In [None]:
# ==============================================================
# MODEL TRAINING PIPELINE — PROPER TRAIN/VALIDATE/TEST SPLIT
# ==============================================================

import os
import pandas as pd
import pickle
import numpy as np
import pprint
from datetime import datetime
from sklearn.model_selection import train_test_split
from sklearn.preprocessing import StandardScaler
from sklearn.linear_model import LinearRegression
from sklearn.ensemble import RandomForestRegressor
from sklearn.metrics import mean_absolute_error, mean_squared_error, r2_score
from itertools import product

# --------------------------------------------------------------
# 1️⃣ CONFIGURATION
# --------------------------------------------------------------
config = {}
config["model_train_date_str"] = datetime.now().strftime("%Y-%m-%d")
config["train_ratio"] = 0.70
config["validation_ratio"] = 0.15
config["test_ratio"] = 0.15
config["random_seed"] = 42
config["model_name"] = "engine_rul_prediction"
config["models_directory"] = "model_bank/"
config["enable_hyperparameter_tuning"] = True

pprint.pprint(config)

np.random.seed(config["random_seed"])

# --------------------------------------------------------------
# 2️⃣ LOAD GOLD FEATURE & LABEL STORES (MERGED)
# --------------------------------------------------------------
print("\n📦 Loading Gold data...")

feature_path = "datamart/gold/feature_store.parquet"
label_path = "datamart/gold/label_store.parquet"

# Load both
X_feat = pd.read_parquet(feature_path)
y_df = pd.read_parquet(label_path)

# Merge safely (aligning by index)
df = X_feat.reset_index(drop=True).merge(y_df.reset_index(drop=True), left_index=True, right_index=True)

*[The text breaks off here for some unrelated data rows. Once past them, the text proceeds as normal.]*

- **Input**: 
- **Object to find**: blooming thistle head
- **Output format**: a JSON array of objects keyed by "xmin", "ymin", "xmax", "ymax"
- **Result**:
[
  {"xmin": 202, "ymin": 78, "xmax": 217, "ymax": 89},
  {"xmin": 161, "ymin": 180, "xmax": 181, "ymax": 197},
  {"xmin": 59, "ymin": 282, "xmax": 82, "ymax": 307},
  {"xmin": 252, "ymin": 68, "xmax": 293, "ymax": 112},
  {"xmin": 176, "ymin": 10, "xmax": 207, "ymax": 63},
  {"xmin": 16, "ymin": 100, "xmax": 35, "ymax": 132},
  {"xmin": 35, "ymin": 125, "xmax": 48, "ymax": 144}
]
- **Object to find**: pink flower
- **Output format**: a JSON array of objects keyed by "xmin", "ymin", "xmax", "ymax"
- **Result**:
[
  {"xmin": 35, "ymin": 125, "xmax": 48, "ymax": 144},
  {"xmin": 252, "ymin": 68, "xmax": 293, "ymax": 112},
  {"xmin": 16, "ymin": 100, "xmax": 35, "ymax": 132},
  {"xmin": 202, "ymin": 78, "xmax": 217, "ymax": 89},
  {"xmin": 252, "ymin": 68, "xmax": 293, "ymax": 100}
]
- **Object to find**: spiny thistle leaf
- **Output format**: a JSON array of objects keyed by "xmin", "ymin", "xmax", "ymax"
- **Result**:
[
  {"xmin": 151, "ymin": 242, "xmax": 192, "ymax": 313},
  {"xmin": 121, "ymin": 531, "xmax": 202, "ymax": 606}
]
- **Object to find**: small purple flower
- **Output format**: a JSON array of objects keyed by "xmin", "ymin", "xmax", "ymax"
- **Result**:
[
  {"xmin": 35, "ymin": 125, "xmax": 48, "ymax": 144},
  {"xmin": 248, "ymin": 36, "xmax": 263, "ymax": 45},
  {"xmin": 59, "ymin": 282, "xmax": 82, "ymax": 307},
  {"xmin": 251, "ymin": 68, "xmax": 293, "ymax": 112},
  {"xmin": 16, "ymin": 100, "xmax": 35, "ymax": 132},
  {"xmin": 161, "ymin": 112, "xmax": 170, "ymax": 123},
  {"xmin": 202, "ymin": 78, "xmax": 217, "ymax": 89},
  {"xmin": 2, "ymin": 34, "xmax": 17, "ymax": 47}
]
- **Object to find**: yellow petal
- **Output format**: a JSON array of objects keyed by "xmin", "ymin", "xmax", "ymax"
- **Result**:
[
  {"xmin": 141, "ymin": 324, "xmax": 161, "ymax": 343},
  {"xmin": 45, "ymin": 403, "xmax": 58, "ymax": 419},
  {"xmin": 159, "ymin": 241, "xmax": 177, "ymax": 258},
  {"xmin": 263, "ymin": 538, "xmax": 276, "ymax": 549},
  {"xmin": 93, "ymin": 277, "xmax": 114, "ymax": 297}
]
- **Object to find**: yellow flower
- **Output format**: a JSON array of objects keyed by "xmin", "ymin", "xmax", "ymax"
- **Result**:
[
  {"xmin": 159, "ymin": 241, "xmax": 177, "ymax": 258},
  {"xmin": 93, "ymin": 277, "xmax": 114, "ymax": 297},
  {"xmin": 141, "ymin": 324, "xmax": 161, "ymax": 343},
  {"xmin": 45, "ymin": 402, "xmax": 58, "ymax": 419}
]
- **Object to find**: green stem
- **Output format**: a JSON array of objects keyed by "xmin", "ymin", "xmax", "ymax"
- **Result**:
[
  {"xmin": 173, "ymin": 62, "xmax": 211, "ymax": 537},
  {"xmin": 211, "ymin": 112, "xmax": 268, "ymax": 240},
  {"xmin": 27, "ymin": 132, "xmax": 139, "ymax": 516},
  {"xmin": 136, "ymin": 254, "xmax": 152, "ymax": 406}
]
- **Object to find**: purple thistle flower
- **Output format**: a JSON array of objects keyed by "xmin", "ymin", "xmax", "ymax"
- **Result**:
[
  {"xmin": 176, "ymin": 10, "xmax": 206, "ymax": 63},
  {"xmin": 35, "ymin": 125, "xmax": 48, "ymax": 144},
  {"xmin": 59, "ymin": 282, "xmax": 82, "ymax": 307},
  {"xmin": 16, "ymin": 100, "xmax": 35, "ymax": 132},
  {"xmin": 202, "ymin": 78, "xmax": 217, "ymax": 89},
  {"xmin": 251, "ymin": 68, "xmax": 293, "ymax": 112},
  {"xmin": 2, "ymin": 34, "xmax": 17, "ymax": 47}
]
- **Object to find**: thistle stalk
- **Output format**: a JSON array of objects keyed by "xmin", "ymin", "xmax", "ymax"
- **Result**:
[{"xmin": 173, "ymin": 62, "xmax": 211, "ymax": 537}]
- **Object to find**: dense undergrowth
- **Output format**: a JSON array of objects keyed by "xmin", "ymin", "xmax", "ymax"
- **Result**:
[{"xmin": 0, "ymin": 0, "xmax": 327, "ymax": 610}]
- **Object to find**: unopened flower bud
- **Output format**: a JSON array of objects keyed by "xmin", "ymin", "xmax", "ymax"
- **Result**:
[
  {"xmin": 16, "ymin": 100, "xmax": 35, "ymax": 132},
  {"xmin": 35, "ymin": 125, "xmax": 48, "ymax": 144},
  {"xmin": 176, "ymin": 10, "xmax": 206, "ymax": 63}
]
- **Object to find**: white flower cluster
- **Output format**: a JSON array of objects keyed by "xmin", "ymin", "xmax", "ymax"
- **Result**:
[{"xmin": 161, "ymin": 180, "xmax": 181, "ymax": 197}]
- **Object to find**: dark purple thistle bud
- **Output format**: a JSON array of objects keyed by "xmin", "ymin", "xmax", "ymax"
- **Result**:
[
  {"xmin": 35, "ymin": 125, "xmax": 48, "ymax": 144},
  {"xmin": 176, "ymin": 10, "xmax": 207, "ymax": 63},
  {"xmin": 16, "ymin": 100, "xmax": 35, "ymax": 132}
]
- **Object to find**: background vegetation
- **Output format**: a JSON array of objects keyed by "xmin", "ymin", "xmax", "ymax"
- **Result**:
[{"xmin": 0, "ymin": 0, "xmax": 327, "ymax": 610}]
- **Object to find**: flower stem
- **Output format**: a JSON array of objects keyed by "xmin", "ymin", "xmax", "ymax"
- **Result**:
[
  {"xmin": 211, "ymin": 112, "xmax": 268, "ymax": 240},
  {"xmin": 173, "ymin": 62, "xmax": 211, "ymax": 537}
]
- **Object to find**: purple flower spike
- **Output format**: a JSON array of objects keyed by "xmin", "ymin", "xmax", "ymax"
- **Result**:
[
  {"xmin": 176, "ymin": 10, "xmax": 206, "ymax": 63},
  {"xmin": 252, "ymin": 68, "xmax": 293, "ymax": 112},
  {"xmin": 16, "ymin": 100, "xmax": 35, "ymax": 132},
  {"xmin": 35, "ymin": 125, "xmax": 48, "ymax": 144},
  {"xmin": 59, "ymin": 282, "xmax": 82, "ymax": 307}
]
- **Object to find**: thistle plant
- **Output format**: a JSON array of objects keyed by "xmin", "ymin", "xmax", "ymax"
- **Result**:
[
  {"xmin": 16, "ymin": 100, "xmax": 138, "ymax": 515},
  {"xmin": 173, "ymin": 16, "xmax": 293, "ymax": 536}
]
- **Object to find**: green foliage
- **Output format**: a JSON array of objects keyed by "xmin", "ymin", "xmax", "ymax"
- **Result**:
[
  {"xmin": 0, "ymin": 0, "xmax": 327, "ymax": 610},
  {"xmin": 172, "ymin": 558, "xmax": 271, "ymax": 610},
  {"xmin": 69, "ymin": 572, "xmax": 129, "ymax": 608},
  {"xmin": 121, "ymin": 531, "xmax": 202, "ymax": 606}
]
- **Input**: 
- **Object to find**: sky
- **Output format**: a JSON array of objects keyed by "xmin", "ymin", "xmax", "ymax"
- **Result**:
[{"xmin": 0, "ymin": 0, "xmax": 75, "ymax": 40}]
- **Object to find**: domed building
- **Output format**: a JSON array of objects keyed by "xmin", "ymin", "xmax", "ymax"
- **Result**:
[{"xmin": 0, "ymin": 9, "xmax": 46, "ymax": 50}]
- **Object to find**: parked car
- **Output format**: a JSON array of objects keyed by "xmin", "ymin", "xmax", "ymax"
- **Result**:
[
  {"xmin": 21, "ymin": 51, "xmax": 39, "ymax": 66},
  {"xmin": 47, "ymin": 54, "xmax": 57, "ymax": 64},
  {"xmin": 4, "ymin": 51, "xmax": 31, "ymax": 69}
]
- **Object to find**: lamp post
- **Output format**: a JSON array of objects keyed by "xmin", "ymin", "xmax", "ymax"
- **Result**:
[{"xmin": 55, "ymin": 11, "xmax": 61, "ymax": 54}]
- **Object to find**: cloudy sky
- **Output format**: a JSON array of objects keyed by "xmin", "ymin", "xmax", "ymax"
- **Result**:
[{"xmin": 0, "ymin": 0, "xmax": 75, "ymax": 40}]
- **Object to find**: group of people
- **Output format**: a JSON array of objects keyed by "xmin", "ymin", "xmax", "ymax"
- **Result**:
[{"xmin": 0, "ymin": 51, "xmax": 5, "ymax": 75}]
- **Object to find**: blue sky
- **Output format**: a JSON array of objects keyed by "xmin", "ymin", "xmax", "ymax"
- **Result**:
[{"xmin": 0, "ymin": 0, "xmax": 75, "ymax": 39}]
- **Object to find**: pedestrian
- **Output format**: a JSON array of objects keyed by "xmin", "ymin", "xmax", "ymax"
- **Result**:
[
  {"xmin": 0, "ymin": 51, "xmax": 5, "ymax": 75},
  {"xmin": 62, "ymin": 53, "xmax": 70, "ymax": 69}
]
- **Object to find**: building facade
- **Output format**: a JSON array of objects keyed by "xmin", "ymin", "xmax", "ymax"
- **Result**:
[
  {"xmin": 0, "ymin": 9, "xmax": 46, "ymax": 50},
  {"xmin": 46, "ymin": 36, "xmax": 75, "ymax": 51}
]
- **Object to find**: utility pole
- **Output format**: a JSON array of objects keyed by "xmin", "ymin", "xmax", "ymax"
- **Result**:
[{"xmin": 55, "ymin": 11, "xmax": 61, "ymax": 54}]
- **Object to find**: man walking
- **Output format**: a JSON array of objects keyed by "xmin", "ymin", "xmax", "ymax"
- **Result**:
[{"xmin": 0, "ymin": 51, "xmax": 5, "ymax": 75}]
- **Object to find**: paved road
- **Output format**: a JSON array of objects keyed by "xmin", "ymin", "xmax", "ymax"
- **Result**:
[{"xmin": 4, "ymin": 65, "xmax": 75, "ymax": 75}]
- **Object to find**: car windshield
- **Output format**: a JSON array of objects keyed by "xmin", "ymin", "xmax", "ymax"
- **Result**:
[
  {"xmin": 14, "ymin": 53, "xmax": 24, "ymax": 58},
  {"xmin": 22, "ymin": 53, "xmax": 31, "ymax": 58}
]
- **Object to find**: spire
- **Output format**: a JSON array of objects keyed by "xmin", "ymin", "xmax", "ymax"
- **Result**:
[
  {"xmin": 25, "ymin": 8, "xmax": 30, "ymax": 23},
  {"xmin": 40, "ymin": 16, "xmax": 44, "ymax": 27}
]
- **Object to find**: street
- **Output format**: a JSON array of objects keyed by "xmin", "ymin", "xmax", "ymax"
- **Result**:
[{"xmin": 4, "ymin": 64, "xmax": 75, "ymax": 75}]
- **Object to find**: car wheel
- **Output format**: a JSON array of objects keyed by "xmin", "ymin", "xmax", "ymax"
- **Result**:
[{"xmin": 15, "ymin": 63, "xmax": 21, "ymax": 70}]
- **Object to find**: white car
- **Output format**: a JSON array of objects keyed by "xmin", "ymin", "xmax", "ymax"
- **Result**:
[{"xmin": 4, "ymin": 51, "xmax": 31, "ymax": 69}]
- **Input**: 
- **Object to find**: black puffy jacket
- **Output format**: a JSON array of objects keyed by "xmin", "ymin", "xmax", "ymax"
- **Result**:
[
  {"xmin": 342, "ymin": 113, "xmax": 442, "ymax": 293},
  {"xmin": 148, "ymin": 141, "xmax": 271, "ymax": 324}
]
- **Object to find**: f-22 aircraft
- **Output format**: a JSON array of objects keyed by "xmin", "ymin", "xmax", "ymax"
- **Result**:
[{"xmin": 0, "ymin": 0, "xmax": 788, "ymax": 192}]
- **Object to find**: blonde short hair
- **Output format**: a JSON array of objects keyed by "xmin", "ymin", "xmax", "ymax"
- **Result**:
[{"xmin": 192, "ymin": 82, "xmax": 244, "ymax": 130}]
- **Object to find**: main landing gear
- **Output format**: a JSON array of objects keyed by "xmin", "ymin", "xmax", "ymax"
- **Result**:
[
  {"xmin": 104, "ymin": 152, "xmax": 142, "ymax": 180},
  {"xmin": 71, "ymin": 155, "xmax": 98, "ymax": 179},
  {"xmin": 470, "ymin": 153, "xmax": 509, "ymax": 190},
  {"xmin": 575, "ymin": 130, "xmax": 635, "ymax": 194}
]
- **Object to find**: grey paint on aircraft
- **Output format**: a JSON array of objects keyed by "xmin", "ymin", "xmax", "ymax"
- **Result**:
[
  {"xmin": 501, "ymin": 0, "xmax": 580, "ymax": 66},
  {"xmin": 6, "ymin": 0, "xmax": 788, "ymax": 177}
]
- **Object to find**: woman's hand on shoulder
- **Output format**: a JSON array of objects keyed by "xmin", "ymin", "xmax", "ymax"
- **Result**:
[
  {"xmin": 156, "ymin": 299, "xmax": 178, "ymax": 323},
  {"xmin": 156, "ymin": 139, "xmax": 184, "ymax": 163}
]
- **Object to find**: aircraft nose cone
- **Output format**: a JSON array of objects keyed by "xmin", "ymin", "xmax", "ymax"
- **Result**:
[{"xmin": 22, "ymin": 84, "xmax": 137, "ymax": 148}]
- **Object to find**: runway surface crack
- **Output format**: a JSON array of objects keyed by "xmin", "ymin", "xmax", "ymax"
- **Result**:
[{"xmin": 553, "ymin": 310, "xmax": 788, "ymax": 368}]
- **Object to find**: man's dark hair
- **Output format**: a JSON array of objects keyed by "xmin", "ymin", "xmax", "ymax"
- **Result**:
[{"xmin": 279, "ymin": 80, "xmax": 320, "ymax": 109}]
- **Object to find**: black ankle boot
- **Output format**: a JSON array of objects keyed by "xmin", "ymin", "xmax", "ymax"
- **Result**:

print(f"Loaded {len(df)} rows with {len(df['unit'].unique())} engines.")

# Separate features and target
y = df["RUL"]
X = df.drop(columns=["RUL"])

# Optional NaN safeguard
X = X.fillna(X.mean())

# --------------------------------------------------------------
# 3️⃣ TRAIN/VALIDATE/TEST SPLIT (BY ENGINE UNIT ID) - 70/15/15
# --------------------------------------------------------------
engine_ids = X["unit"].unique()

# First split: 70% train, 30% temp (for validation + test)
train_engines, temp_engines = train_test_split(
    engine_ids, 
    test_size=(config["validation_ratio"] + config["test_ratio"]), 
    random_state=config["random_seed"]
)

# Second split: Split temp into 50/50 for validation and test (15% each of total)
validation_engines, test_engines = train_test_split(
    temp_engines, 
    test_size=0.5, 
    random_state=config["random_seed"]
)

# Create datasets
X_train = X[X["unit"].isin(train_engines)]
X_val = X[X["unit"].isin(validation_engines)]
X_test = X[X["unit"].isin(test_engines)]

y_train = y[X["unit"].isin(train_engines)]
y_val = y[X["unit"].isin(validation_engines)]
y_test = y[X["unit"].isin(test_engines)]

print(f"\n📊 Data Split (by engine IDs):")
print(f"  → Train:      {len(train_engines):3d} engines ({len(X_train):6d} samples) - {len(train_engines)/len(engine_ids)*100:.1f}%")
print(f"  → Validation: {len(validation_engines):3d} engines ({len(X_val):6d} samples) - {len(validation_engines)/len(engine_ids)*100:.1f}%")
print(f"  → Test:       {len(test_engines):3d} engines ({len(X_test):6d} samples) - {len(test_engines)/len(engine_ids)*100:.1f}%")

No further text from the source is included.